Le rythme de la vengeance, ou quand Eon essaie de se diversifier en proposant un nouveau personnage badass - croisement improbable d'une Justicière façon Charles Bronson qui se serait échappée d'un roman de John Le Carré.
Il aura fallu
attendre près de 52 ans pour que EON productions ose à nouveau faire une
infidélité à James Bond*
en proposant un film hors canon Fleming.
Manque de
chance, ce "Rythm Section" - qui devait à l'évidence augurer
d'une nouvelle série de films consacrés aux aventures de miss Stéphanie Patrick,
sorte de clone moderne de Nikita matinée d'un soupçon d'Executionner à
la Charles Bronson – a fait long feu, malgré un casting intéressant et une
équipe technique au top...
À la base un
thriller signé Mark Burnell, le synopsis du film reprend fidèlement l'intrigue
du roman : après la disparition tragique de sa famille dans un accident
d'avion, où elle aurait dû aussi perdre la vie, Stéphanie Patrick est tombée
dans la dépression, la prostitution et la drogue. Un jour, un journaliste,
Keith Proctor, lui prouve que ses proches sont décédés du fait d'une attaque
terroriste, dissimulée et maquillée en crash par le gouvernement.
Avec l'aide
d'un ancien agent du M.I 6, Iain Boyd, elle parvient à retrouver la piste des
commanditaires de l'attentat et entreprend de les traquer...
Malgré – ou
plutôt à cause d'un schéma qui n'évite pas toujours les lieux communs, le film
peine à provoquer l'intérêt du spectateur. S'enchaînent en effet bon nombre de
séquences déjà vues ailleurs (la longue parenthèse de l'entraînement martial
que Stéphanie Patrick accepte de suivre pour devenir une tueuse professionnelle...)

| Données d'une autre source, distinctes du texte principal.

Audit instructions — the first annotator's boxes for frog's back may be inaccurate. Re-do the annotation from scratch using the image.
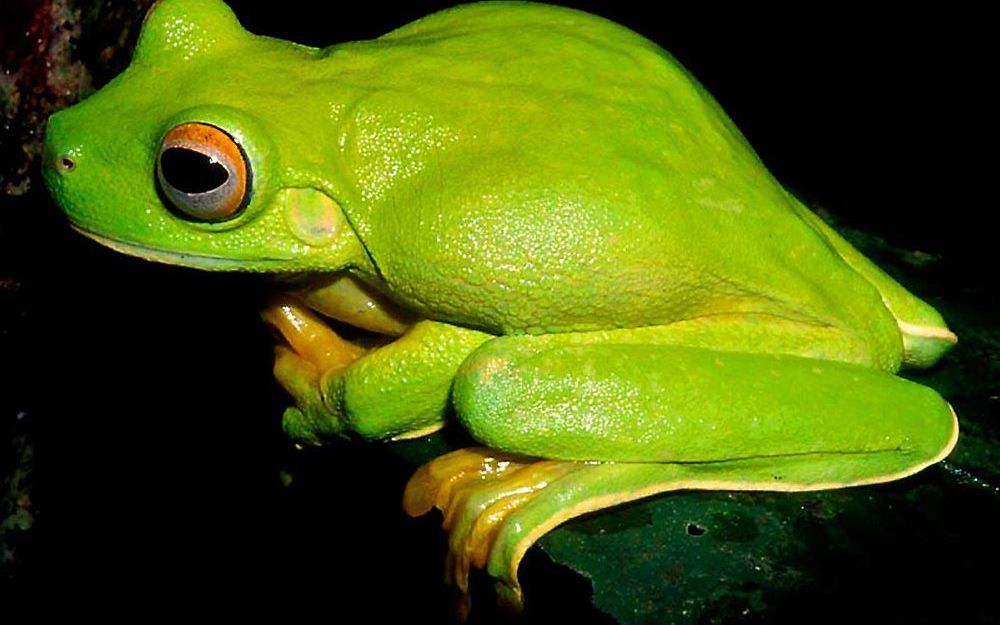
[326,3,933,357]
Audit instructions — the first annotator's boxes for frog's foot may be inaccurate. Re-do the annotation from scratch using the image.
[403,447,591,612]
[403,431,960,613]
[262,295,368,442]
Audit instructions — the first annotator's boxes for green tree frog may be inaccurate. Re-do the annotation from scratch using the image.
[42,0,959,610]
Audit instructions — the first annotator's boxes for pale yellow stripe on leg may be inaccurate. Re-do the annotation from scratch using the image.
[897,319,958,343]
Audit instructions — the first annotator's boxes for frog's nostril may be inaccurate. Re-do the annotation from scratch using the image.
[55,154,77,173]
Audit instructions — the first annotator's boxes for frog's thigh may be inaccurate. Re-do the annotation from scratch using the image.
[455,334,957,468]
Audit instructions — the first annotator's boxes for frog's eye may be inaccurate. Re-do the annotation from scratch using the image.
[157,122,250,222]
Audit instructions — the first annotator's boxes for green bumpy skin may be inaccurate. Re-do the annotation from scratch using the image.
[42,0,960,609]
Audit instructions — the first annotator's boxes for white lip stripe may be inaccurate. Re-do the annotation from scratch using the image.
[70,225,292,270]
[897,320,958,343]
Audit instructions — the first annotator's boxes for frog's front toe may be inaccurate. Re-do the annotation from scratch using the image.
[271,342,350,442]
[263,297,367,440]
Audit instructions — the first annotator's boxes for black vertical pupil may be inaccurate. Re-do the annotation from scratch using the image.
[160,147,229,193]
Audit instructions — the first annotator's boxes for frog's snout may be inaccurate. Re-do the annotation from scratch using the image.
[42,112,77,189]
[41,110,89,219]
[43,112,78,176]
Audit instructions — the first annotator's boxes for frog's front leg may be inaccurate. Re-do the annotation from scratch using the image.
[262,294,490,443]
[404,320,958,609]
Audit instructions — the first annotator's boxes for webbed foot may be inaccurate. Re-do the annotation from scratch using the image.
[403,435,962,615]
[403,447,587,613]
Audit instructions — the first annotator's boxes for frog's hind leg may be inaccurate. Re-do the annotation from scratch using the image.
[409,326,958,610]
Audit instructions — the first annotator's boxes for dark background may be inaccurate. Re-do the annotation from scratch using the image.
[1,1,993,621]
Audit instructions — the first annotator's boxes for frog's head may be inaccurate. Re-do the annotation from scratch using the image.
[43,0,371,274]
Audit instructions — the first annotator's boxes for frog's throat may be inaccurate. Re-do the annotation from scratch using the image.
[71,225,294,271]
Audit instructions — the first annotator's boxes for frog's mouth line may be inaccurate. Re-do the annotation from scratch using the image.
[71,225,294,271]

que la mise en scène assez plate de la réalisatrice Reed Morano n'arrive pas à
sublimer.
En gros, on a
l'impression de visionner un (bon) téléfilm, voire même parfois le Pilot d'une
nouvelle série (les rebondissements de l'histoire étant cousus de fil blanc).
Question casting le duo formé entre Blake Lively (qui, teinte en brune et coiffure à la garçonne, a un petit air d’Anne Parillaud très LucBessonien) et Jude Law – toujours impeccable, fonctionne plutôt bien, et l'on évite de tomber dans la caricature type True Lies lorsqu'interviennent les fameux terroristes du moyen orient.
Hélas pour Eon, le film a donc fait un flop mémorable partout où il est sorti – au point d'atterrir directement en vidéo chez nous (alors que plusieurs sites persistent à indiquer une date de sortie nationale en salles en début de cette année, ce qui n'est jamais arrivé), la faute sans doute à une mauvaise interprétation du matériel de base : il ne s'agit en effet pas tant d'un film d'espionnage contemporain (type Vengeance dans la peau et autres Bourneries) mais d'un film dit de "Revenge" (type Justicier dans la ville ou Ange de la Vengeance), un genre beaucoup moins respectable, qui eût donc gagné en véracité en tentant une approche beaucoup plus âpre...
Victime des circonstances actuelles, le film ne trouvera donc pas son public en salles, et ne bénéficiant pas du moindre appui promotionnel de son distributeur français, il y a fort à parier que le titre disparaîtra rapidement des linéaires, vu la quantité de longs métrages qui déboulent chaque semaine directement en V.O.D ou pay-per-view. Une occasion ratée, donc.
* En 1967, le producteur Albert Broccoli décida d'adapter à l'écran le conte pour enfant imaginé par Ian Fleming, Chitty Chitty Bang Bang avec l'aide de nombreuses valeurs sûres de son écurie James Bond.